In such an environment, if Congress wished to promote a particular activity, they could offer a subsidy, which is far more transparent than a tax break and also helps everyone, not just those looking for a tax break.
All of the above is just a rough framework of what we need to change for a more robust economy. The actual changes themselves can only be implemented by Congress itself, and given that Congress is characterized by momentum and a lack of introspection, it is unlikely to make significant changes. Another way to achieve significant change would be through a Constitutional Convention, which is an entity whose greatest contribution might be made if it were a regularly scheduled event, as discussed here, perhaps excessively viciously: https://trillionstrillions.medium.com/engineering-evolution-into-nonbiological-systems-c2d371ffe51c
It may help to clarify the stupidity of income tax with an example.
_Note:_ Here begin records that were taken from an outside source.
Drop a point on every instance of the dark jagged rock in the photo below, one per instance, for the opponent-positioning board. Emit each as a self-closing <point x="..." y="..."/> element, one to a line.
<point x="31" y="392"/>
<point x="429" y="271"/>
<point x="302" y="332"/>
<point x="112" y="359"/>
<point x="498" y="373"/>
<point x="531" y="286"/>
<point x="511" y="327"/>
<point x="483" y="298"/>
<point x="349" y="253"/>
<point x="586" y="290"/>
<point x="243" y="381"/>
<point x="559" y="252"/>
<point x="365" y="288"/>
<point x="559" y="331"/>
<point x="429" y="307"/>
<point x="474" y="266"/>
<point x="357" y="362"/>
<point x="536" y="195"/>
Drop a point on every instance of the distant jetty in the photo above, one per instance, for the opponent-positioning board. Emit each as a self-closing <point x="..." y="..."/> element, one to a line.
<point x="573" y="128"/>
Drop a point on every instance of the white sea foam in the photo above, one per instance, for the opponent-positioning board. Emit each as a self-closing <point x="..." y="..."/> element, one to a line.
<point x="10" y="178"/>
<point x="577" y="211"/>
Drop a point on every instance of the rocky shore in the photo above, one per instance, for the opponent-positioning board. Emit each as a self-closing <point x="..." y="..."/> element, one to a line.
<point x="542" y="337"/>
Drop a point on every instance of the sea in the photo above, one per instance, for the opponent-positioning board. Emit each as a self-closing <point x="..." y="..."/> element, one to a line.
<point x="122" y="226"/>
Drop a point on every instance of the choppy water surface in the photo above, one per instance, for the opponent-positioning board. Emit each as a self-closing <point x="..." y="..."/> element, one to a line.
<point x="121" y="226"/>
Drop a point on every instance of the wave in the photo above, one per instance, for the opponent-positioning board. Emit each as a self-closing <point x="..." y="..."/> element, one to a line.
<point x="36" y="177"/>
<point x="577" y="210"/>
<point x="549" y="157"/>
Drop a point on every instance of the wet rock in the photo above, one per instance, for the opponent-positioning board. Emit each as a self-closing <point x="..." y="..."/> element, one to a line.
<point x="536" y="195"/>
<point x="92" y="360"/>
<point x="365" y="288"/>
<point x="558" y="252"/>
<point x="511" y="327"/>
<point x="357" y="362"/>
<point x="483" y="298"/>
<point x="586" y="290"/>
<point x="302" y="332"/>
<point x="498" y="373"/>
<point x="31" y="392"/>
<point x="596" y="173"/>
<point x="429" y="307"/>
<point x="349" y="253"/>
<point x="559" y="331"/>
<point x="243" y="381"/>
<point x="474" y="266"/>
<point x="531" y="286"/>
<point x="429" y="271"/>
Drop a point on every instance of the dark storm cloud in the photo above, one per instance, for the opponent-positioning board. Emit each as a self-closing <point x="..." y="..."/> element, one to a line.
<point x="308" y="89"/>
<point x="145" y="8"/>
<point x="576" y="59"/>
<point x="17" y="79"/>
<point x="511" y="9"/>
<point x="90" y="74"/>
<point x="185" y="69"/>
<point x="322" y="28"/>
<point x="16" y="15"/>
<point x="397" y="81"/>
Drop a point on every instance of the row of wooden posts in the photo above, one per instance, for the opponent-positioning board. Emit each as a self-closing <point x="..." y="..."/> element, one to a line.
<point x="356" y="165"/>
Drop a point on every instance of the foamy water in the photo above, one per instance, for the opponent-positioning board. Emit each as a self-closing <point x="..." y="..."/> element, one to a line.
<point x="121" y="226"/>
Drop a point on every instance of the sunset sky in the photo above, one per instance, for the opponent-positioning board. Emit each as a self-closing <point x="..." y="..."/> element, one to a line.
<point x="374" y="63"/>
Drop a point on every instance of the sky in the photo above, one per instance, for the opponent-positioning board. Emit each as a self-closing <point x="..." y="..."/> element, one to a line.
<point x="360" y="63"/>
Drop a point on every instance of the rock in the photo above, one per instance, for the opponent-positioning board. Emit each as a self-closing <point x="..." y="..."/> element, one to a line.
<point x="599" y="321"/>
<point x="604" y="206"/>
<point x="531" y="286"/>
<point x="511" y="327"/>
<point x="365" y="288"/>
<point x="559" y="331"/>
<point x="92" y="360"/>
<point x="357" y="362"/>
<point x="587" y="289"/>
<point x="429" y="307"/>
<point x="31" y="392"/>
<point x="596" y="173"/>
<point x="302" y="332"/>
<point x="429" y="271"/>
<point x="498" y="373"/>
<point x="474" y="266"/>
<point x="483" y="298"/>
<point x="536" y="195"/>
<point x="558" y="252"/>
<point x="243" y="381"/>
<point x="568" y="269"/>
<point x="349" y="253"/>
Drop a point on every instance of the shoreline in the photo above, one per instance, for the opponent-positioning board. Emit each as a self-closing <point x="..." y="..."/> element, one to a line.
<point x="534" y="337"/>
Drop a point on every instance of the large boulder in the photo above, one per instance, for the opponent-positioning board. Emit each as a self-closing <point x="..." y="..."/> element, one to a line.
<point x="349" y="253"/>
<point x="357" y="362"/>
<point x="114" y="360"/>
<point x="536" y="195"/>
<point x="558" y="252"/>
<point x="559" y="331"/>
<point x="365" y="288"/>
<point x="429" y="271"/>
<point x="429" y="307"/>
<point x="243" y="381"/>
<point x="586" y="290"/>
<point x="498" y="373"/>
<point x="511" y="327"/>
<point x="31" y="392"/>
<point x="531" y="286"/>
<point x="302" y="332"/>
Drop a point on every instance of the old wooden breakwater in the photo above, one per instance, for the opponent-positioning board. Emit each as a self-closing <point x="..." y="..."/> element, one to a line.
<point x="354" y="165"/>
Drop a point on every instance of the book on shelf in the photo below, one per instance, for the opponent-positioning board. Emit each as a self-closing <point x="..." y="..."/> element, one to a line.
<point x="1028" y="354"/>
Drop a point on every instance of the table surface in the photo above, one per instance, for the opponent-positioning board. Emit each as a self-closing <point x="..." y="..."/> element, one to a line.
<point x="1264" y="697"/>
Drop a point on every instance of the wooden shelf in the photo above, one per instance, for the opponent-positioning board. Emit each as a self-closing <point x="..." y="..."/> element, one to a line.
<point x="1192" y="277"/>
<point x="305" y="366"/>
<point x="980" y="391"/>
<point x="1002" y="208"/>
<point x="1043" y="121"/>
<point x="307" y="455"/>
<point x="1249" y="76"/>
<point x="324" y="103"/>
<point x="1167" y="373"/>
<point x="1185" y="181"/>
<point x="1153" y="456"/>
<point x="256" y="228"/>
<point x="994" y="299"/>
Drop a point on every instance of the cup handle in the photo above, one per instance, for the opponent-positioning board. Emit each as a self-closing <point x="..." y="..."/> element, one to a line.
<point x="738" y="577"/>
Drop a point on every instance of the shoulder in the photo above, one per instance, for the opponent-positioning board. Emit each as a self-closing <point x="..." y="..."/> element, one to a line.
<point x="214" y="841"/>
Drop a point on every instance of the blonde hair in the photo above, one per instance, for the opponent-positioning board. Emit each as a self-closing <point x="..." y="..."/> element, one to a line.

Assume we have two citizens. The first is Sammy Saver. The second is Larry Leverage. They both have the same income from their employment.
Sammy Saver lives frugally, small house, old car, banks all the surplus or buys stocks and bonds. His activities have almost no inflationary effect, since he is not competing for goods and services.
Larry Leverage lives very well, mansion, many nice cars. Additionally, Larry buys a lot of houses, putting only a small amount as a down payment and leveraging as much as he can. He has many deductions on his income. His activities have a great inflationary effect, as he outbids people for houses, drives up the prices of cars and consumes the maximum amount.
Under an income tax regime, both Sammy and Larry would likely pay the same amount of income tax per year. Larry might even pay less since he would have many deductions. So, the income tax would be failing at its very purpose, to constrain inflation. The far higher inflationary actions of Larry Leverage would be unnoticed by the income tax, until he sold an asset and was not able to hide the income somehow.
Under a transaction tax environment, where the taxes affect when money is actually spent, Larry Leverage would be paying transaction taxes on all his outlays. He would pay a transaction tax on every monthly payment on his houses. The tax would be calculated on a percentage of his mortgage principle, interest and insurance paid each month. Thus, a transaction tax would be a far greater inflationary constraint.
Conversely, Sammy Saver, in a transaction tax environment, would pay very little tax since he saves his income, which is fine. When the day comes that he or his heirs consume, they would then pay their fair share. In the meantime, his savings will help propel investment into the economy.
I really discussed two things here. The superiority of transaction taxes and ways to limit excessive house appreciation. Both are worth policy goals.